House lawmakers are set to consider an education budget that makes some cuts to the Education Department, though much smaller than what the Trump administration put forth, and does not include sweeping funding the president wanted for new private school choice programs.
President Trump had proposed cutting the agency’s overall budget by about $9 billion and adding $1 billion in new public school choice dollars through Title I and a $250 million pilot program for private school vouchers.
(The 74: Trump Ed Budget Fleshes Out Choice Proposal, Justifies Deep Cuts)
The bill to be considered by a House Appropriations subcommittee Thursday instead proposes funding the department at $66 billion, a $2.4 billion cut. Most of that cut, about $2 billion, comes from eliminating grants given to support teacher training and salaries, often called Title II.
Members of both parties, in the House and the Senate, have been skeptical of the scale of the administration’s proposed eliminations, and Democrats sparred with Education Secretary Betsy DeVos over the school choice proposals.
(The 74: DeVos Says IDEA, Other Federal Laws Apply to Private Voucher Schools, but No Pledge on LGBT)
Neither the $250 million voucher program nor the $1 billion in Title I “portability” — where funds intended for low-income students follow them as they transfer among schools — are part of the measure. The Appropriations committee did propose increasing funding for the charter school program to $370 million, or a $28 million increase. Trump proposed pumping $158 million more into federal charter school funding.
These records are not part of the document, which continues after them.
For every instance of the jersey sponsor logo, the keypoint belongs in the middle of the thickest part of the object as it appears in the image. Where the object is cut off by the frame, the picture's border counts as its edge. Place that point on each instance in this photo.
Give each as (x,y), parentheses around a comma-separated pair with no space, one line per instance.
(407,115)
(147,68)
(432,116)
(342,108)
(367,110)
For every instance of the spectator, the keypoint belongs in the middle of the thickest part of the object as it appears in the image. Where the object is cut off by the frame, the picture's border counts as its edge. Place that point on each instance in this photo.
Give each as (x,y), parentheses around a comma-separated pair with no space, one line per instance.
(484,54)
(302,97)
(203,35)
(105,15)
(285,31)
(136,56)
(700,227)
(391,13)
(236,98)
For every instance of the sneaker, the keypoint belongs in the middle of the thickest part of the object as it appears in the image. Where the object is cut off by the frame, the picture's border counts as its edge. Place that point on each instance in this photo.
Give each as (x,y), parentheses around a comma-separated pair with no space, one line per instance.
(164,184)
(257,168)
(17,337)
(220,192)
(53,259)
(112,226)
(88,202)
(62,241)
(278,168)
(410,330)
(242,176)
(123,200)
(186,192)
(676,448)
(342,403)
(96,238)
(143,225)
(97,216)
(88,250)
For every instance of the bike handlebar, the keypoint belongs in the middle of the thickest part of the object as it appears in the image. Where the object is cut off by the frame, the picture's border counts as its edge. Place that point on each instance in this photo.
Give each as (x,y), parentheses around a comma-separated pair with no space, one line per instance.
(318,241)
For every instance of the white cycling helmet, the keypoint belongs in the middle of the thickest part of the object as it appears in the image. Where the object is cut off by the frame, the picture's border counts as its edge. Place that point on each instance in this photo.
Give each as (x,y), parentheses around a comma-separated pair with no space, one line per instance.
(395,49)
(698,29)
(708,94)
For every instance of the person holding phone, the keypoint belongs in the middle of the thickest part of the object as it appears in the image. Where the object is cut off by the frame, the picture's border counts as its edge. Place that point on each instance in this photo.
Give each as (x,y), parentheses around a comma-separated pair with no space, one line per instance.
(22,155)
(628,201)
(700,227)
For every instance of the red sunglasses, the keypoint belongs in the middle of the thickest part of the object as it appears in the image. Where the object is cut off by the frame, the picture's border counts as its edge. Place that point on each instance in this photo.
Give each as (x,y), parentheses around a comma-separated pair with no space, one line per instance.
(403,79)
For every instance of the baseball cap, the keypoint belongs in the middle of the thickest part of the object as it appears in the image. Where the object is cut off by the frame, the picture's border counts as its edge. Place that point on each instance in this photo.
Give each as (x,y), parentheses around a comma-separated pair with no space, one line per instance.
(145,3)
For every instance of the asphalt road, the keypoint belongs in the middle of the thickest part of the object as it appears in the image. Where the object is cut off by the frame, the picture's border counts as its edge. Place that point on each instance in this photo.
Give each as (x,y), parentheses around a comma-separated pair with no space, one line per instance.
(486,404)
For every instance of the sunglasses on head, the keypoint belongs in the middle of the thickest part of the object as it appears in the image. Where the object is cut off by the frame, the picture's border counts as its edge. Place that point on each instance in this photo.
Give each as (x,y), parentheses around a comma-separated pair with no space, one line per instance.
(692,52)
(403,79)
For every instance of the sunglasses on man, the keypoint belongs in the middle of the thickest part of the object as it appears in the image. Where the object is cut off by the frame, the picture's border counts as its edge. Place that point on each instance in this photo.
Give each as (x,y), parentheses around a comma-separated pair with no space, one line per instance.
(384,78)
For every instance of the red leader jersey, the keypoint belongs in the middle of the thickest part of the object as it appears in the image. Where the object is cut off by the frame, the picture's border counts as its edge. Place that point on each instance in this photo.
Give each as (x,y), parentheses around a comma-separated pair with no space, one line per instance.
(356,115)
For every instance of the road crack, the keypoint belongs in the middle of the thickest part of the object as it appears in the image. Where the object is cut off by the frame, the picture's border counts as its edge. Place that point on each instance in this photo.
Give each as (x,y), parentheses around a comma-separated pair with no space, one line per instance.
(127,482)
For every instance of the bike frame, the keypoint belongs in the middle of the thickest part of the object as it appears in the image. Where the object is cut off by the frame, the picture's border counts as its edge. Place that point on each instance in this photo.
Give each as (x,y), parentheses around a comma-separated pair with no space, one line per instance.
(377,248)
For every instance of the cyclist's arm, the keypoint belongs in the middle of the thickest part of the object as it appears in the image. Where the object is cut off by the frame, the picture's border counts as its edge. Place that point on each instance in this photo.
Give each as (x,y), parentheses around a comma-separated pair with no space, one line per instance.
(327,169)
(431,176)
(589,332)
The committee included a $200 million boost for funds given through the Individuals with Disabilities Education Act, to a total of $12.2 billion. Increasing special education dollars has long been a bipartisan priority.
Among other major K-12 education programs, Title I grants to states that support the education of low-income children would see a small cut. And although the Trump administration proposed cutting Title IV block grants that fund a myriad of K-12 programs through the Every Student Succeeds Act, the House bill would fund it at $500 million, $100 million more than the current fiscal year.
Appropriators did agree to two minor education program eliminations the Trump administration had requested: Striving Readers, a literacy program, and an overseas foreign language study program.
The bill also includes programs overseen by the Labor and Health and Human Services departments, including preschool programs run out of HHS.
Head Start, which provides early childhood education to low-income and homeless children, would get $9.3 billion, a $22 million increase. House lawmakers would give $2.8 billion to Child Care and Development Block Grants, which help low-income parents afford day care. That’s a $4 million increase.
Under ideal circumstances, Congress is supposed to pass, and the president sign, 12 individual spending bills, each covering a different set of programs.
Congressional leaders have for the past several years instead relied primarily on continuing resolutions that keep the government open without setting new policies, and omnibus bills that combine most, or all, of those 12 bills into one large measure.
The Labor-HHS-Education bill, which covers thorny issues outside education, from union elections to abortion, is perennially among the most contentious.
In recent years, Appropriations committees often haven’t even considered a bill. A standalone Labor-HHS-Education bill hasn’t been passed by both houses and sent to the president since 2007, when President George W. Bush vetoed it for spending too much.